In 2000, there were 12 workers who commuted into the municipality and 90 workers who commuted away. The municipality is a net exporter of workers, with about 7.5 workers leaving the municipality for every one entering. A total of 34 workers (73.9% of the 46 total workers in the municipality) both lived and worked in Farnern. Of the working population, 9.7% used public transportation to get to work, and 61.3% used a private car.

In 2013 the average church, local and cantonal tax rate on a married resident, with two children, of Farnern making 150,000 CHF was 11.7%, while an unmarried resident's rate was 18.0%. For comparison, the median rate for all municipalities in the entire canton was 11.7% and 18.1%, while the nationwide median was 10.6% and 17.4% respectively. In 2011 there were a total of 82 tax payers in the municipality. Of that total, 22 made over 75,000 CHF per year. The average income of the over 75,000 CHF group in Farnern was 134,336 CHF, while the average across all of Switzerland was 136,785 CHF.

In 2011 a total of 1.8% of the population received direct financial assistance from the government.

==Politics==
In the 2011 federal election the most popular party was the Swiss People's Party (SVP) which received 49.6% of the vote. The next three most popular parties were the Social Democratic Party (SP) (19.7%), the Conservative Democratic Party (BDP) (10.6%) and the FDP.The Liberals (6.4%). In the federal election, a total of 87 votes were cast, and the voter turnout was 50.6%.

==Religion==
From the 2000 census, 170 or 76.9% belonged to the Swiss Reformed Church, while 20 or 9.0% were Roman Catholic. Of the rest of the population, there were 2 individuals (or about 0.90% of the population) who belonged to the Christian Catholic Church. 28 (or about 12.67% of the population) belonged to no church, are agnostic or atheist, and 1 individuals (or about 0.45% of the population) did not answer the question.

==Education==
In Farnern about 61.5% of the population have completed non-mandatory upper secondary education, and 17.9% have completed additional higher education (either university or a Fachhochschule). Of the 25 who had completed some form of tertiary schooling listed in the census, 68.0% were Swiss men, 24.0% were Swiss women.

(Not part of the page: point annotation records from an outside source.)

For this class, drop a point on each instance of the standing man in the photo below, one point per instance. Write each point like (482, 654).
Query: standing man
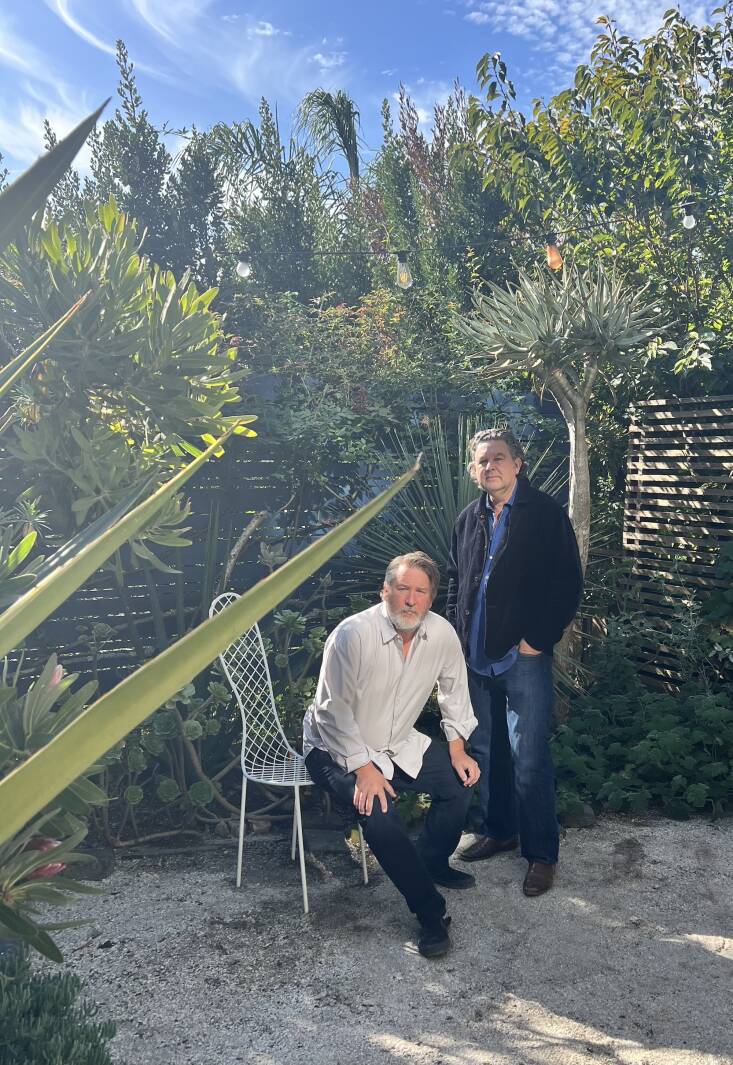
(379, 668)
(515, 583)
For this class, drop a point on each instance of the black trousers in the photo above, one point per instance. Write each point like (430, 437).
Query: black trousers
(406, 864)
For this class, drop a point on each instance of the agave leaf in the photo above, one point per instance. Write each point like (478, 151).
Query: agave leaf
(20, 200)
(30, 932)
(35, 783)
(13, 370)
(32, 608)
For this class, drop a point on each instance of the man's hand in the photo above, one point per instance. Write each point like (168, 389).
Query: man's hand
(371, 784)
(466, 767)
(526, 649)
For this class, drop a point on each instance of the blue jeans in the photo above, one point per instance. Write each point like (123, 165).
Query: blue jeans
(407, 865)
(511, 746)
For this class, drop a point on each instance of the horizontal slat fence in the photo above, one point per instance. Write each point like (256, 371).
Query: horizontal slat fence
(679, 509)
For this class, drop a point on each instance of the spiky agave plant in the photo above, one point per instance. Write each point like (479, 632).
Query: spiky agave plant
(565, 332)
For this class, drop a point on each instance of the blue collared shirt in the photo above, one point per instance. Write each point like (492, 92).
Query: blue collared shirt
(495, 537)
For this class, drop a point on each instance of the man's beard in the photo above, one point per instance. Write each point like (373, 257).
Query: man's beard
(401, 622)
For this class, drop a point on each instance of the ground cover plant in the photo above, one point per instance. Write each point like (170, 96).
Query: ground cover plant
(148, 344)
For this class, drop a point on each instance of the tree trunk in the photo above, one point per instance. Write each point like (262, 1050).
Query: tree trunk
(573, 404)
(579, 509)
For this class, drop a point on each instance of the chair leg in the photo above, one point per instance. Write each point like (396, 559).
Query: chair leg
(363, 856)
(241, 849)
(298, 824)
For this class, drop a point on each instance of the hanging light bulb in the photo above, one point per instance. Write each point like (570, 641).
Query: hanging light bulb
(404, 276)
(554, 257)
(688, 219)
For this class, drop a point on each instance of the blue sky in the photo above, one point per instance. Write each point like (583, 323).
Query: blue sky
(204, 61)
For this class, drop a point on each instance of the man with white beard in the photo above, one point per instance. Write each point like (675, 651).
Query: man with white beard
(379, 668)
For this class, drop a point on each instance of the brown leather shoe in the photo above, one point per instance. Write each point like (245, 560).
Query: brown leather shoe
(485, 847)
(538, 880)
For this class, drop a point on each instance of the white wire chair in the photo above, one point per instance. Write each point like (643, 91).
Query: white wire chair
(266, 755)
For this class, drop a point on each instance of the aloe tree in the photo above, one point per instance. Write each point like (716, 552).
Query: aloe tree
(423, 517)
(567, 333)
(332, 121)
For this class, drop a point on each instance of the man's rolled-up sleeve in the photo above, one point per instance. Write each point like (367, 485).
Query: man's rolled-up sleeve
(335, 701)
(457, 717)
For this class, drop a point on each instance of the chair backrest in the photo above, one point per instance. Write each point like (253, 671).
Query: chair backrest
(266, 755)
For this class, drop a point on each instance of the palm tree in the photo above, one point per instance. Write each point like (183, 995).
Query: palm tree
(565, 332)
(332, 123)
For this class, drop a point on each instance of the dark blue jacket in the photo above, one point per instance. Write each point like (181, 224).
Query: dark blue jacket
(536, 583)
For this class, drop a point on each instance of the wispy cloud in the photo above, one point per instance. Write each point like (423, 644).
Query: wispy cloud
(253, 55)
(328, 60)
(21, 125)
(38, 92)
(63, 10)
(570, 26)
(65, 13)
(262, 29)
(21, 55)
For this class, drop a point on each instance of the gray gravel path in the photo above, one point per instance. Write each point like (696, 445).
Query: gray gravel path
(629, 961)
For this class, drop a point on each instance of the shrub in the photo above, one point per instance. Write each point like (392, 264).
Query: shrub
(626, 748)
(42, 1021)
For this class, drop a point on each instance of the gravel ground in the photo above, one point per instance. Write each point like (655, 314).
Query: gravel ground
(629, 961)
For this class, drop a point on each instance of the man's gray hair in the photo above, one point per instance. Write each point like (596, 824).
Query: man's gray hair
(485, 436)
(414, 560)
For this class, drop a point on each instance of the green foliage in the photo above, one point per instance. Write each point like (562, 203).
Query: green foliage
(332, 121)
(423, 518)
(43, 1022)
(609, 162)
(626, 749)
(19, 201)
(142, 374)
(28, 721)
(131, 165)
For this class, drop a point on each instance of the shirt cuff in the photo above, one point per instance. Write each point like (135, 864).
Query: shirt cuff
(357, 760)
(458, 730)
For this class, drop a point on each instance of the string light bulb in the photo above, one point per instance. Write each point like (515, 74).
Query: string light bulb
(404, 275)
(688, 219)
(553, 252)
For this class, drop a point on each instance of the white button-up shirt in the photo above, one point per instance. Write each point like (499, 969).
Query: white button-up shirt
(370, 695)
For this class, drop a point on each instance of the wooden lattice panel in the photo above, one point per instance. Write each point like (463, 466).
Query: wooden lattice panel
(679, 509)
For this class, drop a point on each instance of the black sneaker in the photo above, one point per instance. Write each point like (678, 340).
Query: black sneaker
(449, 877)
(434, 940)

The Canton of Bern school system provides one year of non-obligatory Kindergarten, followed by six years of Primary school. This is followed by three years of obligatory lower Secondary school where the students are separated according to ability and aptitude. Following the lower Secondary students may attend additional schooling or they may enter an apprenticeship.

During the 2012–13 school year, there were a total of 18 students attending classes in Farnern. There were a total of 18 students in the German language kindergarten classes in the municipality. Of the kindergarten students, 11.1% were permanent or temporary residents of Switzerland (not citizens) and 16.7% have a different mother language than the classroom language. The municipality's primary school had 18 students. Of the primary students, 5.6% were permanent or temporary residents of Switzerland (not citizens). The remainder of the students attend a private or special school.

As of In 2000 2000, there were a total of 21 students attending any school in the municipality. Of those, 7 both lived and attended school in the municipality, while 14 students came from another municipality. During the same year, 20 residents attended schools outside the municipality.